From Vienna/NY/LA: 2 Hours
Sunday afternoon, November 18, 3pm
Generations of composers, painters, writers, actors, and other artists made trans-Atlantic crossings from Austria and Germany to the U.S., seeking opportunities, fresh inspirations, or safety from tyranny, persecution, or war. Many left an indelible mark on their new homeland, regardless of whether their stays here were brief or permanent. This program offers works by some of the most formidable personalities of the early 20th century, who found success, solace, or frustration in the New World, including two of the major creative figures of the age, Gustav Mahler and Arnold Schoenberg, the renowned professor and composer ALEXANDER ZEMLINSKY, the captivating ALMA MAHLER, and famed conductor and (early in his career) accomplished composer BRUNO WALTER. Acclaimed soprano Justine Aronson returns to Merestead for performances of songs by Alma Mahler and Zemlinsky. (Supported by the Westchester Community Foundation Rudyard and Emanuella Reimss Fund)
Memories and Premonitions
Sunday afternoon, December 16, 3pm
Sounds and spirits of the past often inhabit the music of the present, as each generation of composers builds upon the music of its artistic forbears. At this concert, the ghosts of Mozart, Brahms, klezmer, ragtime, Peruvian folk music, and Hindustani singers hover around the works of William Albright, GABRIELA LENA FRANK, Pulitzer Prize-winner JOHN HARBISON, and 2012 CULTIVATE Fellow REENA ESMAIL. Highlighting this program is a rare performance of Albright's epic Clarinet Quintet of 1987, which veers precipitously from the savage and cerebral to the radiant and sublime, as it time-travels across the centuries; the performance features his one-time student, Music from Copland House's renowned Founding Clarinetist Derek Bermel. HARBISON's November 19, 1828 conjures the soul and spirit of Franz Schubert before and after his death on that date.
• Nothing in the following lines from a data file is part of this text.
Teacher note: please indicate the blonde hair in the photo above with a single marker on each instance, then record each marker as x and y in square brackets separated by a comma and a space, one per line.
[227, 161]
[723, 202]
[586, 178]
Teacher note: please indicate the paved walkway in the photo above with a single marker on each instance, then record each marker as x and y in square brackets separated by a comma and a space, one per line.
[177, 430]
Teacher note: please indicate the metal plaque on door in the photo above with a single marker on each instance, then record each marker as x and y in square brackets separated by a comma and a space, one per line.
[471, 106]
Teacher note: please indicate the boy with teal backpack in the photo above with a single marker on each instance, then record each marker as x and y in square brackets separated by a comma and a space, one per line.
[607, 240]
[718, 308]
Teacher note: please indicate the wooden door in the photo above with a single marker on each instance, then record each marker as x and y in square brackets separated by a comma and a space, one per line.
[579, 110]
The works of Frank and Esmail reach back into the music of their respective ancestry.
The Listening Eye
Sunday afternoon, March 10, 3pm
Critic Alan Rich once called music a "mirror of the arts." This vibrant program explores the inspiration of visual arts on the word of sound. 2012 Pulitzer Prize-winner KEVIN PUTS' Living Frescoes is a musical manifestation of the celebrated video artist Bill Viola's massive installation Going Forth by Day, originally exhibited by Berlin's Deutsche Guggenheim. The work, Puts explains, "explores themes of human existence: individuality, society, death, rebirth."
Also on the program is From the Faraway Nearby by 2007 Copland House Resident KATHRYN ALEXANDER, which, inspired by three Georgia O'Keeffe paintings, explores the juxtaposition of opposites.
"Each of the movements is, in fact, analogous with one or more O'Keefe paintings," Alexander notes; "O'Keeffe's exploration of a mysterious unity perceived by the senses rather than by thought seems central to her own work. For the listener, then, perhaps music, in its intractable complexity and in its sensory connotation, is the experience of life and the ephemeral."